Henry Darwin Rogers, the third of the brothers, was born in Philadelphia, August 1, 1808, and died near Glasgow, Scotland, May 29, 1866. His middle name was given him in honor of Erasmus Darwin, of whose poem, The Botanic Garden, his father was a great admirer. He was educated at Baltimore and at Williamsburg, Va., where his father was Professor of Natural Philosophy and Mathematics in William and Mary College from 1819 till 1828, the year of his death. The first notice we find of Henry's early work is the mention in Dr. Ruschenberger's sketch of a school set up by him and his brother William in the suburbs of Baltimore. In January, 1830, when he was not yet twenty-two years old, he was elected Professor of Chemistry and Natural Philosophy in Dickinson College. During the year in which he held the professorship he edited a monthly scientific magazine, The Messenger of Useful Knowledge, to which his brother contributed a series of short articles on the Formation of Dew, and in which educational, literary, and political articles and selections from foreign journals were also published. He resigned his professorship at the end of the year, and in 1831 went with Robert Dale Owen to England, where, with aid afforded him by his brother William, he studied chemistry in the laboratory of Dr. Edward Turner, and attended other scientific lectures in London, including those of De la Beche on geology. He returned to Philadelphia in the summer of 1833, and in the ensuing winter delivered a course of lectures on geology in the hall of the Franklin Institute. He was made a member of this society, on the nomination of Alexander Dallas Bache, in January, 1834; was a member of its Board of Managers from 1838 till 1843; and resigned his membership in it in March, 1848.

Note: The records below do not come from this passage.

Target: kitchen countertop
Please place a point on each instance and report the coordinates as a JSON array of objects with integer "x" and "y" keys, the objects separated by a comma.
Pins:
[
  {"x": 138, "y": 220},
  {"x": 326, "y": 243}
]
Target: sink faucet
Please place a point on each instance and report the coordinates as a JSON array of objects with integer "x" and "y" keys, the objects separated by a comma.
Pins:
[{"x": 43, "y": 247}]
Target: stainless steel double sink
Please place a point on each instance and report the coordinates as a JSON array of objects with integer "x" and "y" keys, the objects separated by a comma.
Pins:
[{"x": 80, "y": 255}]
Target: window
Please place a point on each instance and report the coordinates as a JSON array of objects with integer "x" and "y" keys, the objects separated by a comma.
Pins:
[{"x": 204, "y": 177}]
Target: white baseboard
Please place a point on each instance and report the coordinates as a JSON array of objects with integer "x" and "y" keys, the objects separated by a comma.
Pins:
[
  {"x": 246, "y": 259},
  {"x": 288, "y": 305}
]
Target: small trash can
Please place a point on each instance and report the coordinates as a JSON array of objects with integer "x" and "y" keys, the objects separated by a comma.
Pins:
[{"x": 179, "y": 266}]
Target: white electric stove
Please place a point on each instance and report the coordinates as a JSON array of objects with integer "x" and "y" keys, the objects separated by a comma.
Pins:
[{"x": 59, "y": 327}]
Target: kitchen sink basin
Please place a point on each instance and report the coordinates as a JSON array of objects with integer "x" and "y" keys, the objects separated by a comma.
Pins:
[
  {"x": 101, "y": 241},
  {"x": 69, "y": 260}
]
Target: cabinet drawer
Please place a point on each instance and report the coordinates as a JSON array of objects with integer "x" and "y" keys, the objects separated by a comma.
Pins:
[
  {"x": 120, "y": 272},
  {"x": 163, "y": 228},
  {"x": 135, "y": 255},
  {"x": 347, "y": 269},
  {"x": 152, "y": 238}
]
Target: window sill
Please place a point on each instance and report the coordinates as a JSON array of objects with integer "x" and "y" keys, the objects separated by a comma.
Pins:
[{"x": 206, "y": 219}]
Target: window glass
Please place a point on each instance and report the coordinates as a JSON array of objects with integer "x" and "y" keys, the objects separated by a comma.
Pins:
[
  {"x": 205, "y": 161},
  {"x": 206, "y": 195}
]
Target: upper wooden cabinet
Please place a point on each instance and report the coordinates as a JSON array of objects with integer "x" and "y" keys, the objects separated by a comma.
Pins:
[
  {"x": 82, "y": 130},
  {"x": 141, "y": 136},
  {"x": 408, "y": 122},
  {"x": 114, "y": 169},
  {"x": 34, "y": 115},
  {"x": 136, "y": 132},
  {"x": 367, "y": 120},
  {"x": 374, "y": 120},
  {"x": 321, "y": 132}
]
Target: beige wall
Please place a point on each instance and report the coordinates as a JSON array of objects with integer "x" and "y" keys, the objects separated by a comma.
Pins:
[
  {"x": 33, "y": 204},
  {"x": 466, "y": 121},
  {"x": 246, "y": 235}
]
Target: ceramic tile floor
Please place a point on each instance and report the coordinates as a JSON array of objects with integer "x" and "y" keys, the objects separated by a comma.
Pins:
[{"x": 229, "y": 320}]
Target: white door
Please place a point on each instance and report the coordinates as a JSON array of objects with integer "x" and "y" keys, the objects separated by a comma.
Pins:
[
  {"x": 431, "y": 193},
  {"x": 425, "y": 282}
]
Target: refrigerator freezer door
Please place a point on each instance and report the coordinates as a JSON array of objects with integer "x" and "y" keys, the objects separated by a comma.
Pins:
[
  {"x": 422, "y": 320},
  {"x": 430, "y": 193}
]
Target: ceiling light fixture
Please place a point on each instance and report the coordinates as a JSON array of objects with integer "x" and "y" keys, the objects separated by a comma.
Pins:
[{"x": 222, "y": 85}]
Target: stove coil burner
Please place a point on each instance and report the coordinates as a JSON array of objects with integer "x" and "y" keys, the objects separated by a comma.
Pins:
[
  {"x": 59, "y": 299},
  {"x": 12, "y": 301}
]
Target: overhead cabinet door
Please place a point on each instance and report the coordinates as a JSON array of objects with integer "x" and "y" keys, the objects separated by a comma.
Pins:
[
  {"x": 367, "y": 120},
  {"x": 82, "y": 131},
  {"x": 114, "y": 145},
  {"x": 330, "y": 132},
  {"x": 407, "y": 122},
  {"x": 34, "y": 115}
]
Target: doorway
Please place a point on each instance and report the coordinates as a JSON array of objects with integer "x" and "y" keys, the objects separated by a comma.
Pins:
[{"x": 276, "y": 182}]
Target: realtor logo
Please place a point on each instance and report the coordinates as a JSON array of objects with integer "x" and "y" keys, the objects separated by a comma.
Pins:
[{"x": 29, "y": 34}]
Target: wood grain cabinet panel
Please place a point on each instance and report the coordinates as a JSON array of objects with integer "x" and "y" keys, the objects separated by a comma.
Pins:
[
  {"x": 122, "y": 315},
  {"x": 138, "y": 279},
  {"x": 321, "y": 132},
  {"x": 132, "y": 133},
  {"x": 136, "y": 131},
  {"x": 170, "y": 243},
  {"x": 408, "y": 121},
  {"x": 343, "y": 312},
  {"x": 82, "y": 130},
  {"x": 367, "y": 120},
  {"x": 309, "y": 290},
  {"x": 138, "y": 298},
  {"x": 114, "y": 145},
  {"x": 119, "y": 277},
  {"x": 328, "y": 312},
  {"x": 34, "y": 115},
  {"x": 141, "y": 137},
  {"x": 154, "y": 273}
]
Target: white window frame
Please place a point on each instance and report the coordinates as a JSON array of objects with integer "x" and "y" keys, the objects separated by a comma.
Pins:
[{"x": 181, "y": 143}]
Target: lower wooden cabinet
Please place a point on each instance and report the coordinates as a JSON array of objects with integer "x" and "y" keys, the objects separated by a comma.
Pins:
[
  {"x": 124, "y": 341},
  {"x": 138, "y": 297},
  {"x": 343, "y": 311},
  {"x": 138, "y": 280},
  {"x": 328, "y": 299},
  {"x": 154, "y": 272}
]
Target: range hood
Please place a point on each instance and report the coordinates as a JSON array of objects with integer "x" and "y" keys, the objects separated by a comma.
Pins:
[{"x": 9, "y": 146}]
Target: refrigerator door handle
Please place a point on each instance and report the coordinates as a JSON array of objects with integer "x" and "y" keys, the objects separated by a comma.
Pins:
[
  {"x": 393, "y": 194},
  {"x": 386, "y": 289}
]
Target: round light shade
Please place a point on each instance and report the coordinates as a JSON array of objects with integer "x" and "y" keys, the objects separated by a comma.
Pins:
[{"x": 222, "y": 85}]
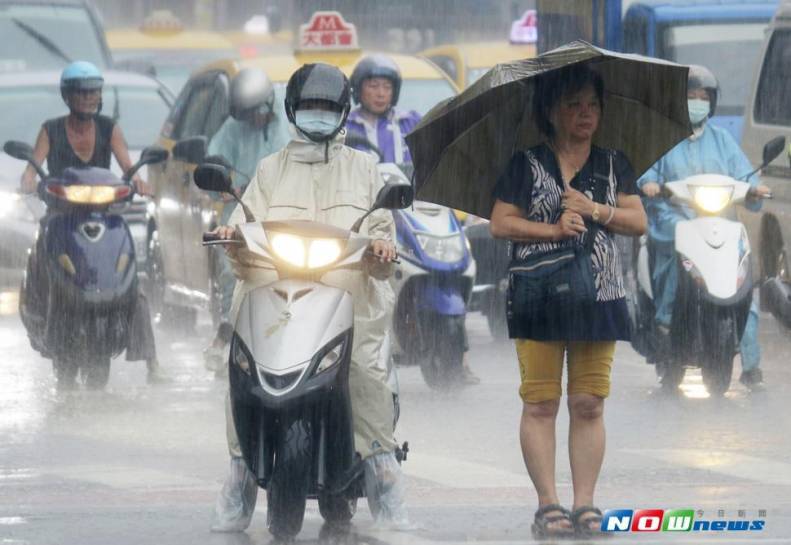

Having received the degree of Master of Arts from the University of Pennsylvania in 1834, he was elected Professor of Geology and Mineralogy in that institution in 1835. This chair he held—giving regular instruction—till 1846, when he resigned. One of the fruits of his labors there was the small publication, A Guide to a Course of Lectures on Geology, delivered in the University of Pennsylvania.

In 1835 Mr. Rogers was appointed by the Legislature of that State to make a geological and mineralogical survey of New Jersey. He published a small preliminary report of the progress of his work in 1836, and in 1840 a larger report, with maps, entitled Description of the Geology of the State of New Jersey. The report of 1836 gave the first descriptive section that was made of the cretaceous formation of that State, and the first published results of systematic field studies of a system which has since been elaborately investigated by other geologists.

The Geological Society of Pennsylvania, though its career was only brief—1833 to 1836—lived long enough and was vigorous enough to secure the institution by the Legislature in 1836 of a geological survey of that State. On the organization of the survey. Prof. Rogers was appointed geologist, with James Curtis Booth and John F. Frazer assistant geologists, and Robert E. Rogers, the fourth of the "Rogers brothers," chemist. Six annual reports of the progress of this survey were made to the Legislature from 1846 to 1852, when it was suspended through the failure of the two houses to make an appropriation for its further prosecution. For the next ten years—1842 to 1851—Prof. Rogers was employed by various coal companies as an expert. During this period—in 1846—he established his residence in Boston. In 1855 the preparation of a final report of the Pennsylvania Geological Survey was committed to him, on condition that he should receive sixteen thousand dollars, should furnish the State one thousand copies of the book, and should own the copyright of it. In order to command the best work possible with the amount appropriated by the State, he had the printing and engraving of the book done in Edinburgh, more cheaply and quickly than they could be afforded in like style in the United States, and removed there in order to supervise them. The report, which embodies the results of eighteen years of labor, brought the author fame and applause, but pecuniary loss instead of profit; for the cost of it exceeded the appropriation by many thousand dollars. The book, in two quarto volumes, contains 1682 pages, is illustrated by 778 woodcuts and diagrams in the text, 69 plates, and 18 folded sheets of sections, and was published by W. Blackwood & Sons (London and Edinburgh), and J. B. Lippincott & Co., Philadelphia, in 1858. The highest commendation was given to this work by Prof. Rogers's successor on the geological survey, who said that, on the reading of the special memoirs at the end of the second volume, there could be "no sentiment but one of admiration for the breadth of his views and the clearness, force, and elegance of his delineations. No geological paper has ever appeared excelling in every good quality his memoir on coal."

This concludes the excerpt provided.